Deixei o livro por volta das 10h e, quando fui trabalhar, por volta de 14h, ele ainda estava lá. Acho que muita gente fica com receio de pegar. A boa notícia é que, quando voltei do trabalho, o livro não estava mais lá! Bingo!

Depois da felicidade que esse "abandono" me trouxe, resolvi partir pro segundo livro. Nesta semana, deixei um livro de poemas do Millor em cima de um caixa eletrônico do Banco do Brasil. Pensei que era um bom lugar pra espalhar poesia, ainda mais uma poesia ácida e crítica, direta como a do Millor. Porque a gente não quer só dinheiro. A gente quer dinheiro e felicidade. A gente não quer só comida, a gente quer comida, diversão e arte.

É isso, meninas. Já separei outros livros para espalhar por aí. Tenho deixado o e-mail de vocês nos bilhetinhos. Quem sabe chega por aí algum relato...


Beijos,
Danyella Proença"

Dany, ficamos muito felizes com a sua participação! A sensação é mesmo uma delícia. Vamos continuar deixando nossos livros por aí.

terça-feira, 24 de janeiro de 2012

E a vida te leva um livro


Eu estava bastante ansiosa para abandonar o meu primeiro livro. Confesso que fiquei horas pensando onde deixar o livro “O que se leva dessa vida", da Maria Cilene.

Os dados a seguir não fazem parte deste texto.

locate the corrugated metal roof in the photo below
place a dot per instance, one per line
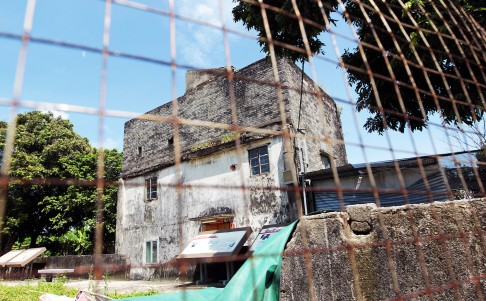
(416, 193)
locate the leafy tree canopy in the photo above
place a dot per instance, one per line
(57, 208)
(283, 27)
(416, 72)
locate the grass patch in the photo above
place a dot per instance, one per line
(31, 291)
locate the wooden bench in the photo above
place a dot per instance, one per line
(49, 273)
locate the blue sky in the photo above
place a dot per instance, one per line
(60, 75)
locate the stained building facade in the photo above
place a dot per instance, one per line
(224, 180)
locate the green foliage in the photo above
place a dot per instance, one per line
(391, 114)
(32, 291)
(284, 28)
(455, 67)
(60, 205)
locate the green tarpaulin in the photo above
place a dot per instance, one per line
(257, 280)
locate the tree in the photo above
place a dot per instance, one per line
(284, 28)
(444, 73)
(52, 185)
(410, 81)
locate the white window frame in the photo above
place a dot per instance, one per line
(151, 189)
(256, 161)
(149, 247)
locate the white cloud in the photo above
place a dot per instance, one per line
(108, 143)
(57, 113)
(198, 45)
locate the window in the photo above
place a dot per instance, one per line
(326, 161)
(151, 188)
(151, 251)
(259, 162)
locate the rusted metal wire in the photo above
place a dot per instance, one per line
(468, 39)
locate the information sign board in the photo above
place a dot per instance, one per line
(218, 243)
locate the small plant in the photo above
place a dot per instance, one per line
(229, 137)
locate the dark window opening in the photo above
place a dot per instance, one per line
(151, 188)
(326, 161)
(259, 162)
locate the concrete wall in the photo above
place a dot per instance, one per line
(207, 154)
(320, 119)
(422, 252)
(114, 265)
(257, 106)
(210, 183)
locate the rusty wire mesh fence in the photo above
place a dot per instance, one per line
(278, 139)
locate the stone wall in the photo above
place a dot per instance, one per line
(422, 252)
(114, 265)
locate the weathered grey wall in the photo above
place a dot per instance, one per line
(257, 105)
(320, 119)
(167, 219)
(207, 154)
(424, 252)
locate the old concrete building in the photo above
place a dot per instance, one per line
(220, 182)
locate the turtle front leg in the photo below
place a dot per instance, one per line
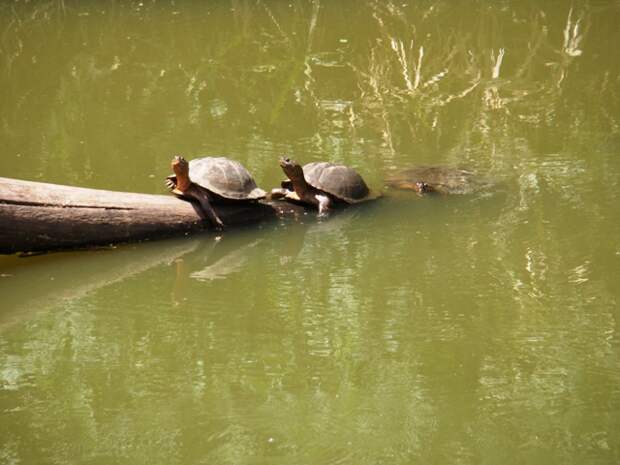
(171, 182)
(278, 193)
(324, 203)
(206, 206)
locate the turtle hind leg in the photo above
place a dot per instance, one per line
(203, 198)
(324, 203)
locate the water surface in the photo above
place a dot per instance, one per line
(469, 329)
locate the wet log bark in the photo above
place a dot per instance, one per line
(38, 216)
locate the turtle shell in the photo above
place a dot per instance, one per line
(442, 179)
(224, 177)
(340, 181)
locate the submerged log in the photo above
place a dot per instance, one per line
(38, 216)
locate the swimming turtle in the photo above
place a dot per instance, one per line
(440, 179)
(212, 180)
(322, 184)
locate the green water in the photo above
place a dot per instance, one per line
(472, 329)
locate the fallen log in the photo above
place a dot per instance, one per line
(38, 216)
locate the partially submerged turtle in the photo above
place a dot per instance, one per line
(212, 180)
(440, 179)
(322, 184)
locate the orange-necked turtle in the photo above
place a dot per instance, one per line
(440, 179)
(322, 184)
(212, 180)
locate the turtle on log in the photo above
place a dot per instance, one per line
(322, 184)
(212, 180)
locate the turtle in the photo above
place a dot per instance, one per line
(322, 184)
(439, 179)
(212, 180)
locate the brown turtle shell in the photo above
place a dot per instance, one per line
(225, 177)
(339, 181)
(442, 179)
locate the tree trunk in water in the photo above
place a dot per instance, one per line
(38, 216)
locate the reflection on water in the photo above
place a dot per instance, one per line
(431, 329)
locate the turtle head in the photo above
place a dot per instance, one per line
(421, 187)
(180, 166)
(292, 169)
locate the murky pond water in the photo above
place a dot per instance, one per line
(478, 328)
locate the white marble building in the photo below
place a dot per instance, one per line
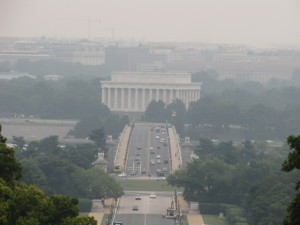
(133, 91)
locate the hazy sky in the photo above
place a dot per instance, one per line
(255, 22)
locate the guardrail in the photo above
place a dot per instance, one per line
(178, 146)
(116, 159)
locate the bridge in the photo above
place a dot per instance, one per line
(148, 149)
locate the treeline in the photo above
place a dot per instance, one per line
(65, 169)
(234, 111)
(48, 67)
(244, 176)
(67, 99)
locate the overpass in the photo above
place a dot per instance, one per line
(145, 137)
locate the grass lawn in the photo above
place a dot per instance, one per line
(144, 185)
(83, 214)
(214, 220)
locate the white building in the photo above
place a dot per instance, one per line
(133, 91)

Resolvi deixá-lo no caixa eletrônico que fica no Espaço de Convivência (um espaço para os empregados da empresa onde trabalho). Me aproximei do caixa eletrônico, coloquei o livro em cima (tive a impressão de que todos estavam me olhando,  mas logo percebi que era coisa da minha cabeça e fiquei mais tranquila) tirei um extrato, e com as mãos suando frio, fui embora e deixei o livro lá.
Mas como a minha curiosidade era grande demais, decidi ficar sentada em frente a porta de saída (fingindo que estava em uma ligação) para ver quem sairia segurando o meu primeiro livro abandonado.
Logo em seguida, sai uma moça (com leve sorriso no rosto) segurando o livro e lendo o bilhete  . Fiquei tão feliz, emocionada e nervosa que comecei a rir (alto), a moça olhou pra mim com uma cara do tipo: - será que essa maluca está rindo de mim?
Rapidamente tive que disfarçar, e comecei a falar no celular como se estivesse em uma ligação bem divertida.
Ufaaaa... a moça continuou lendo o bilhete e saiu.
Fui embora feliz em saber que esse livro será lido por outra pessoa :)

O primeiro livro abandonado a gente nunca esquece!